Je ne prétend pas ici résoudre ici les problèmes théologiques posés par la liberté de Dieu, le libre-arbitre des hommes et le sens rédempteur de la souffrance. Un magnifique conte de Tolstoï a pour titre la mort de Ivan Ilitch. Il s’agit d’un fonctionnaire particulièrement égoïste qui, sentant la mort venir, devient encore plus injuste et inique, martyrise son entourage qui agit pourtant avec dévouement. Il se révolte contre la douleur et le sens de son malheur. A l’heure où le trépas s’approche il ressent une sorte de délivrance, de la tendresse pour les siens, l’inutilité de sa quête d’un pourquoi.
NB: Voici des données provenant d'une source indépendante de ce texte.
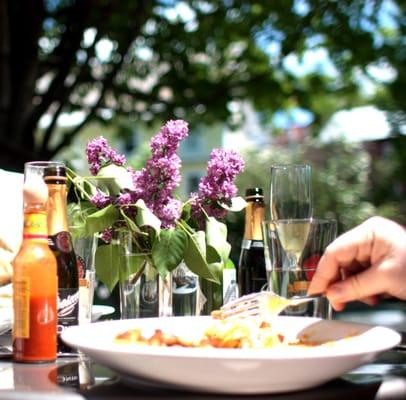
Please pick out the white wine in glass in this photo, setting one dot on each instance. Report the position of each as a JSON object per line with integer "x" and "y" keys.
{"x": 291, "y": 191}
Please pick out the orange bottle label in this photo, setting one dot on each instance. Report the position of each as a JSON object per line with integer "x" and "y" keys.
{"x": 21, "y": 308}
{"x": 35, "y": 225}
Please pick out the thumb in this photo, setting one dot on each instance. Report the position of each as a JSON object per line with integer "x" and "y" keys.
{"x": 356, "y": 287}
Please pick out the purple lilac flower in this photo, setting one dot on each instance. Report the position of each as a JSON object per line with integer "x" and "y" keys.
{"x": 99, "y": 153}
{"x": 218, "y": 184}
{"x": 155, "y": 183}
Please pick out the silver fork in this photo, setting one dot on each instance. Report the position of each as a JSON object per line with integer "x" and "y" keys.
{"x": 265, "y": 303}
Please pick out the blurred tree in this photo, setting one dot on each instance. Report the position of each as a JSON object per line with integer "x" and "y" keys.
{"x": 165, "y": 58}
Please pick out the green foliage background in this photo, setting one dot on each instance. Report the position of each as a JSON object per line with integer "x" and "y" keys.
{"x": 349, "y": 184}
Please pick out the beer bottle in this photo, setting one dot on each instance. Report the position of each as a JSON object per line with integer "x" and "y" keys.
{"x": 35, "y": 283}
{"x": 251, "y": 265}
{"x": 60, "y": 242}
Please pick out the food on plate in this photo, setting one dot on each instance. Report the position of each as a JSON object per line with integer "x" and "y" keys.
{"x": 232, "y": 333}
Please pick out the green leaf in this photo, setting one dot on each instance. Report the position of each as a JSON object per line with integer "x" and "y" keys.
{"x": 237, "y": 204}
{"x": 145, "y": 217}
{"x": 106, "y": 260}
{"x": 168, "y": 251}
{"x": 130, "y": 223}
{"x": 113, "y": 179}
{"x": 130, "y": 265}
{"x": 102, "y": 219}
{"x": 218, "y": 249}
{"x": 195, "y": 256}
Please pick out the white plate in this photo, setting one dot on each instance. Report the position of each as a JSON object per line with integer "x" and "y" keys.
{"x": 101, "y": 311}
{"x": 235, "y": 370}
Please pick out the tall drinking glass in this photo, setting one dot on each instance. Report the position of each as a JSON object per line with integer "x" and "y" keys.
{"x": 291, "y": 198}
{"x": 291, "y": 191}
{"x": 309, "y": 238}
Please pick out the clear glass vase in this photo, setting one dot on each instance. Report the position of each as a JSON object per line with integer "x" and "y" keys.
{"x": 186, "y": 298}
{"x": 143, "y": 292}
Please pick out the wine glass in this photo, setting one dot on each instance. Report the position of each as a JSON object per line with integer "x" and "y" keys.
{"x": 291, "y": 207}
{"x": 291, "y": 191}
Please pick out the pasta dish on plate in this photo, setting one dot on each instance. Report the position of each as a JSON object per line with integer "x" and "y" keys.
{"x": 243, "y": 333}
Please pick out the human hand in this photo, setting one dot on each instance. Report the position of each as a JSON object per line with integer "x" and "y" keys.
{"x": 363, "y": 263}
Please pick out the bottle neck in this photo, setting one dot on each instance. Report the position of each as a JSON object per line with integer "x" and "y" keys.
{"x": 35, "y": 223}
{"x": 254, "y": 215}
{"x": 57, "y": 209}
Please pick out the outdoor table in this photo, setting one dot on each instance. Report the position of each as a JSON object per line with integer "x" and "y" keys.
{"x": 78, "y": 377}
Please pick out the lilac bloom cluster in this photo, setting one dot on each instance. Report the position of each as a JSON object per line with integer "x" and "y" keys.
{"x": 156, "y": 182}
{"x": 99, "y": 153}
{"x": 218, "y": 184}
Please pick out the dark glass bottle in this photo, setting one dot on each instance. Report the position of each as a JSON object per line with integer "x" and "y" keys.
{"x": 251, "y": 266}
{"x": 60, "y": 242}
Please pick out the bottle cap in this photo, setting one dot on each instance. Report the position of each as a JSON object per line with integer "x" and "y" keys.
{"x": 254, "y": 193}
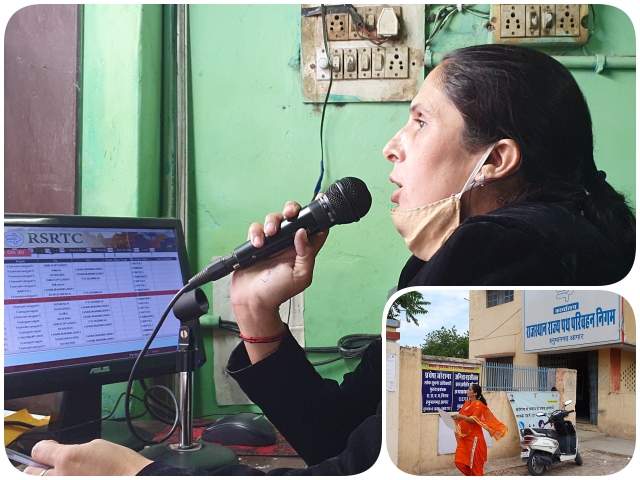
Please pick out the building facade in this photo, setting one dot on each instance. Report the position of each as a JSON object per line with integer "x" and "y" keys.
{"x": 592, "y": 332}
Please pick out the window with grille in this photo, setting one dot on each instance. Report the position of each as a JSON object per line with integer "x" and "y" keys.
{"x": 629, "y": 378}
{"x": 498, "y": 297}
{"x": 553, "y": 361}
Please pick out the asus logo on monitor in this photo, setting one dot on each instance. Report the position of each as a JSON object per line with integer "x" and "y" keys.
{"x": 99, "y": 370}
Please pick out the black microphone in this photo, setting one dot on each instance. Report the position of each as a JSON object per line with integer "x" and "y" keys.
{"x": 345, "y": 201}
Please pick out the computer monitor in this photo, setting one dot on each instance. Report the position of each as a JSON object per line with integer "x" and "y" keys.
{"x": 81, "y": 298}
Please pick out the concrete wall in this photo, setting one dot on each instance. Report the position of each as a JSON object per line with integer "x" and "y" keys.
{"x": 254, "y": 143}
{"x": 497, "y": 329}
{"x": 616, "y": 409}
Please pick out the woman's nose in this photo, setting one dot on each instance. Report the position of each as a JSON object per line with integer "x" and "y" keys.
{"x": 391, "y": 150}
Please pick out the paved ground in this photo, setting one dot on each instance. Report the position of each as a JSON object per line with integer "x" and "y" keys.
{"x": 601, "y": 455}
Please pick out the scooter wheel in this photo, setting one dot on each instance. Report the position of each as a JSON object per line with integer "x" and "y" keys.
{"x": 535, "y": 467}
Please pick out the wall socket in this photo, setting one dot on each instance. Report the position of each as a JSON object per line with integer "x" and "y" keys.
{"x": 539, "y": 23}
{"x": 381, "y": 62}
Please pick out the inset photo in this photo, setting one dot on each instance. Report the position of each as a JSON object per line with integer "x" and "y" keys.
{"x": 510, "y": 382}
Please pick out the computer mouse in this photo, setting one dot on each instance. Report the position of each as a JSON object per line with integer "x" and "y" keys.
{"x": 250, "y": 429}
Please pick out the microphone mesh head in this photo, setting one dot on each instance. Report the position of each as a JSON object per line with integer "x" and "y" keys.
{"x": 349, "y": 198}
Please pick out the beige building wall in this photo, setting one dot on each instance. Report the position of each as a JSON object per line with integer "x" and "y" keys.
{"x": 417, "y": 438}
{"x": 497, "y": 331}
{"x": 629, "y": 323}
{"x": 617, "y": 409}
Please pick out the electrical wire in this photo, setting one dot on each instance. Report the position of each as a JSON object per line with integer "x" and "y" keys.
{"x": 316, "y": 190}
{"x": 446, "y": 12}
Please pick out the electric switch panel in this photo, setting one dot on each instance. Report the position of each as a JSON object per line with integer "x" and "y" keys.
{"x": 540, "y": 23}
{"x": 375, "y": 52}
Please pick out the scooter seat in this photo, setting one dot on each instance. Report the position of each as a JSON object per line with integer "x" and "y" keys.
{"x": 546, "y": 432}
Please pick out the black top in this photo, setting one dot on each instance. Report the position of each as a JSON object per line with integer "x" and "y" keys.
{"x": 521, "y": 244}
{"x": 335, "y": 428}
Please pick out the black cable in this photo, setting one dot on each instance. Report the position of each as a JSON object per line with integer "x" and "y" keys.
{"x": 16, "y": 423}
{"x": 349, "y": 346}
{"x": 142, "y": 353}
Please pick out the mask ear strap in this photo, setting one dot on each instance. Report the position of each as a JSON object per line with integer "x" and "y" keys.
{"x": 469, "y": 183}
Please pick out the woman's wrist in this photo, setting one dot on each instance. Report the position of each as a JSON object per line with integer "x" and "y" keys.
{"x": 256, "y": 322}
{"x": 261, "y": 332}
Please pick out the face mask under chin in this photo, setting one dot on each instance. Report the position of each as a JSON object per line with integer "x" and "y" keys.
{"x": 425, "y": 229}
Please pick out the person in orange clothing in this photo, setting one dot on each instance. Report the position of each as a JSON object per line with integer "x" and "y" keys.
{"x": 474, "y": 415}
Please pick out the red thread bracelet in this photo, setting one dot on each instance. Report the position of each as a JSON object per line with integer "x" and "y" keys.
{"x": 271, "y": 339}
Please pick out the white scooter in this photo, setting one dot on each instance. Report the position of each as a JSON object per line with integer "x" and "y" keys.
{"x": 545, "y": 447}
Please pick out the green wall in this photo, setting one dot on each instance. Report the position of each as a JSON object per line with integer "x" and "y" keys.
{"x": 254, "y": 144}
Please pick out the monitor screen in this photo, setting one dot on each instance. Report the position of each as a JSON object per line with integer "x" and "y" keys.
{"x": 82, "y": 296}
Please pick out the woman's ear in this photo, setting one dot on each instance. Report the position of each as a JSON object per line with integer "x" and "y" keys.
{"x": 503, "y": 160}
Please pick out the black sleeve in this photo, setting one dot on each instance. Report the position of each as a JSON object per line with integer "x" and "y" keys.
{"x": 315, "y": 415}
{"x": 362, "y": 451}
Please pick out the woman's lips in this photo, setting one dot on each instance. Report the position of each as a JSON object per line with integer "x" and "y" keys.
{"x": 395, "y": 195}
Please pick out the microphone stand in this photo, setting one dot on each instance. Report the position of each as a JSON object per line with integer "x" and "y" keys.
{"x": 191, "y": 356}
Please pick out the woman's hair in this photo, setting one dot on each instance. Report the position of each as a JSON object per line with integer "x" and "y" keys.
{"x": 514, "y": 92}
{"x": 477, "y": 389}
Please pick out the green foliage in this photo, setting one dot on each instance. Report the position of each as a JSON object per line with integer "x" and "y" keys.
{"x": 411, "y": 303}
{"x": 446, "y": 343}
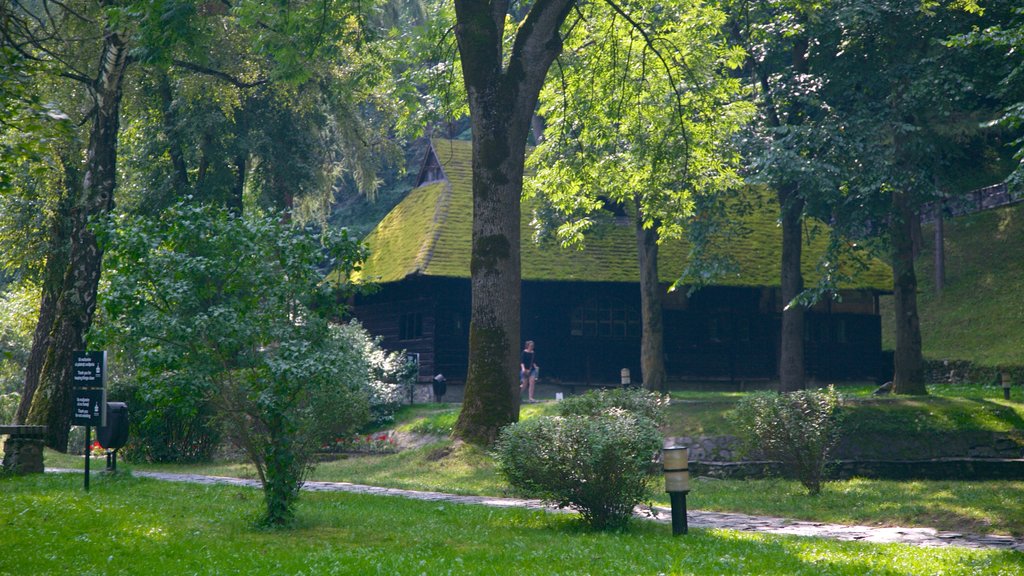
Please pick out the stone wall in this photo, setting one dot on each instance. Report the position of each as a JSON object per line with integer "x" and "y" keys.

Ce récit bouleversant renverse aussi cette présomption de culpabilité de l’homme souffrant.

Pour ne pas conclure

Le livre de Job fait partie des livres sapientiaux placés le plus souvent entre le Cantique et la Sagesse. Ce cycle de livres écrits autour du Ve siècle se caractérise par une grande poésie, comme dans le Cantique des cantiques et par un très grand réalisme comme dans l’Ecclésiaste (« tu es poussière et tu redeviendras poussière »). Il fait clairement la transition avec une religion purement monothéiste. En effet, l’explication du mal dans une religion polythéiste peut aisément se comprendre par un jeu de concurrence et de jalousie entre dieux rivaux. Impliquer le mal dans la volonté d’un Dieu infiniment bon et puissant devient une opération malaisée. Sans doute, le prix à payer est une religion où le rapport avec Dieu devient plus complexe mais aussi beaucoup plus humain car placé dans une logique du libre-arbitre.
Pourquoi revenir avec tous ces « caramels de l’ancien temps » ? Notre société s’est fortement sécularisée avec un retour inconscient vers un polythéisme fait d’un bazar de croyances diverses dans lesquelles souvent la santé tient un grand rôle. Les boutiques de ce type de croyance font flores. La maladie et le vieillissement sont de plus en plus considérés comme inacceptables. A cet égard, un récent éditorial du New England Journal of Medecine faisait état d’une patiente de près de quatre-vingt ans qui exécute une série de figures impressionnantes de yoga, mais se plaint de ne plus pouvoir exécuter la transition entre deux figures : « Il doit sûrement me manquer une vitamine ou un oligo-élément … ». Cet espèce de polythéisme laïque des temps modernes où les dieux sont tombés sur la tête est émaillé d’un discours souvent très culpabilisant. Le type de conclusions sur l’autisme que Bruno Bettelheim a tenu était effroyable pour les mères qui dès leurs grossesses auraient conçu inconsciemment un autiste. J’espère que ce petit texte permet au thérapeute de trouver un plus grand espace de liberté et d’humanité dans leur relation avec les malades.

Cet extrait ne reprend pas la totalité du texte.